A credit card is a tool that an individual or an organization can use for managing their transactions. Credit cards have been proven an effective way to make one’s transactions efficient and convenient. But how does a credit card really work?
A credit card is an ID sized card that contains a chip and/or a magnetic strip which contains the personal information of the card holder. This personal information is the same information that one needs when making a loan. If an individual or an organization needs to make a purchase, presenting this card grants the purchaser the right to pay the merchant the corresponding price/fees involved for the product or service.
A merchant is the entity from which the credit card holder purchases a product or service. By presenting the credit card with a merchant, the personal information is then transmitted to the credit card issuer who validates the credibility of the card holder to pay. Once clearance has been obtained by the merchant, the merchant receives a confirmation to proceed with the purchase. This gives the merchant the peace of mind that the product sold has been paid.
Credit Card Issuer
The credit card issuer is a bank entity or any financial institution who acts as a guarantor/payor to a merchant. The credit card issuer pays the merchant in advance for any purchase or payment made by the account holder. The credit card issuer then charges the account holder for the purchase.

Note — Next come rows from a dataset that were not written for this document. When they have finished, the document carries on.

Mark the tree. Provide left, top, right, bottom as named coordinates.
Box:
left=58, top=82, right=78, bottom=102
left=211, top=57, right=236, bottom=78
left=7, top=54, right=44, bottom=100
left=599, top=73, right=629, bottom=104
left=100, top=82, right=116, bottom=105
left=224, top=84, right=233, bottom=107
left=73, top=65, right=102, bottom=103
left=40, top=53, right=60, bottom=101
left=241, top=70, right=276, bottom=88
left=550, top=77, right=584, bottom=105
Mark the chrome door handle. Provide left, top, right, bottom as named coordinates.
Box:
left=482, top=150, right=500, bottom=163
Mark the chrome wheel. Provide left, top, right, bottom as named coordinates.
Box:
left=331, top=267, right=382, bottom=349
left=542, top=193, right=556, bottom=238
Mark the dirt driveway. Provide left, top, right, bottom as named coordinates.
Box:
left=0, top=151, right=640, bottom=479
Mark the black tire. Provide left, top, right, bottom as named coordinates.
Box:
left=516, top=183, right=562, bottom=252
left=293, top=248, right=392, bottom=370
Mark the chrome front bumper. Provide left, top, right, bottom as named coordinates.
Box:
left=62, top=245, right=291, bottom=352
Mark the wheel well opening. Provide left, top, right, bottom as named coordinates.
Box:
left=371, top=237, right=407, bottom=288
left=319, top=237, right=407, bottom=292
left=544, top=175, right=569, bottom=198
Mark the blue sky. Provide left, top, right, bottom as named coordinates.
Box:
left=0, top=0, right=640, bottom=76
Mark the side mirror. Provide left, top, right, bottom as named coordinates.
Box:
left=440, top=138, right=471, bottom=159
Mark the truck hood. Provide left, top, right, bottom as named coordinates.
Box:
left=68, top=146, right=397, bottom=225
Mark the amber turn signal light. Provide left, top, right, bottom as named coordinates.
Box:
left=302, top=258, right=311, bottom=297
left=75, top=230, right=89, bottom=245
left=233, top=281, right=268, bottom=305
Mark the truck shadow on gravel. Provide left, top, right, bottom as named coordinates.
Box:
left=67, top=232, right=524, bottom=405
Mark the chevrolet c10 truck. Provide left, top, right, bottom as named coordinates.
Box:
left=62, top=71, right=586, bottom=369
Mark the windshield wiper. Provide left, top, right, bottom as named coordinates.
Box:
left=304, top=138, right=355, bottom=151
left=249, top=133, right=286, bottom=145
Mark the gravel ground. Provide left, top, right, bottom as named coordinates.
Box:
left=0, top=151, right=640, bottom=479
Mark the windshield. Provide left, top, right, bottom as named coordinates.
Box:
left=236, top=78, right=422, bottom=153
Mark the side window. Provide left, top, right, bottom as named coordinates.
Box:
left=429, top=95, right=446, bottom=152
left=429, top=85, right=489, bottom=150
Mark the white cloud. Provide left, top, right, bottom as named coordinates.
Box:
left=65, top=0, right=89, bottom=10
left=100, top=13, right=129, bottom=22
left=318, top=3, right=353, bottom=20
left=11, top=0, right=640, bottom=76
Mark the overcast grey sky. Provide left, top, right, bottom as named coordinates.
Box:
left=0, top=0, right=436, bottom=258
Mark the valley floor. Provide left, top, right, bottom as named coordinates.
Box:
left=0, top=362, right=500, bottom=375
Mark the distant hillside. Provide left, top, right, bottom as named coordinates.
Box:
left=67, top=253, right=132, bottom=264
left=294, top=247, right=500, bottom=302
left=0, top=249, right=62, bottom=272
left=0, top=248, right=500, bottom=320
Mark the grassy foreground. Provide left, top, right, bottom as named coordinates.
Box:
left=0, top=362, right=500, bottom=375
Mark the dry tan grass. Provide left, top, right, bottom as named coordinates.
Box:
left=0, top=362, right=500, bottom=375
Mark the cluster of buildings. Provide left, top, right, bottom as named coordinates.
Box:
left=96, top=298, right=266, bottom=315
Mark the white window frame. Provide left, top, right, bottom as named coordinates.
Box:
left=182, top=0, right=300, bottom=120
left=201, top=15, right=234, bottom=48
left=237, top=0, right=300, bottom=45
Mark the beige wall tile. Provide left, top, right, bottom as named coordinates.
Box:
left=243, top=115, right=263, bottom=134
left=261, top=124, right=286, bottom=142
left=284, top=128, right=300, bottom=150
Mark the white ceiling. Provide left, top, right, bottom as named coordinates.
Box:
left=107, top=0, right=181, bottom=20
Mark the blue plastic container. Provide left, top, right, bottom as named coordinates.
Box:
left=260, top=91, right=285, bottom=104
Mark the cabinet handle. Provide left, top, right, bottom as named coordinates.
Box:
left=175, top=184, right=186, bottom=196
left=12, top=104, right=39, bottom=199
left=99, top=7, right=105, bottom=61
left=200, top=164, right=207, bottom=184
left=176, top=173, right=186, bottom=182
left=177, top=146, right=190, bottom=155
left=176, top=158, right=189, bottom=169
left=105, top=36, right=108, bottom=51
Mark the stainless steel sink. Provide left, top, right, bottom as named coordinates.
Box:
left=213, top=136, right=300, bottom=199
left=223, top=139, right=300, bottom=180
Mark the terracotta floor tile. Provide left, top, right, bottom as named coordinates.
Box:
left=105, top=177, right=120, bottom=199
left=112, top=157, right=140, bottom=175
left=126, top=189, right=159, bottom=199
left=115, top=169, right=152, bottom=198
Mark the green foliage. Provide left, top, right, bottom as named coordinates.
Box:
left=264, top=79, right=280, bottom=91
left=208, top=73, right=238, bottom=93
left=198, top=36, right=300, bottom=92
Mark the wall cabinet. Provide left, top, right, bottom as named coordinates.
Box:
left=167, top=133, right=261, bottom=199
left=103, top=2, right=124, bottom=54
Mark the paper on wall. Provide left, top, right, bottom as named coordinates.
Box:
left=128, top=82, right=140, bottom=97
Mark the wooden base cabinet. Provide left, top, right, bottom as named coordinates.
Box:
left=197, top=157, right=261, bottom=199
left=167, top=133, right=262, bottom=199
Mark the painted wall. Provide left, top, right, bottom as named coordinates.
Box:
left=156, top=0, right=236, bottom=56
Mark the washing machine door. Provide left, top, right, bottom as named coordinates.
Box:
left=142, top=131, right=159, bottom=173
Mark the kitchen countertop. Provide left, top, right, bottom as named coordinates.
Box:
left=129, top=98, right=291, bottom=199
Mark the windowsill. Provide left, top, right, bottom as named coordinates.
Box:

These charges remain as a debt being charged by the credit card issuer with interest. The credit card issuer is then in charge of collecting the sum purchased by the credit card holder.
Credit Card Holder
The credit card holder is the individual or organization who makes use of the credit card to pay it’s purchases and expenses. Once the payment has been made, the holder is then obliged to pay the entity issuing the credit card as they have paid the merchant for the purchase made.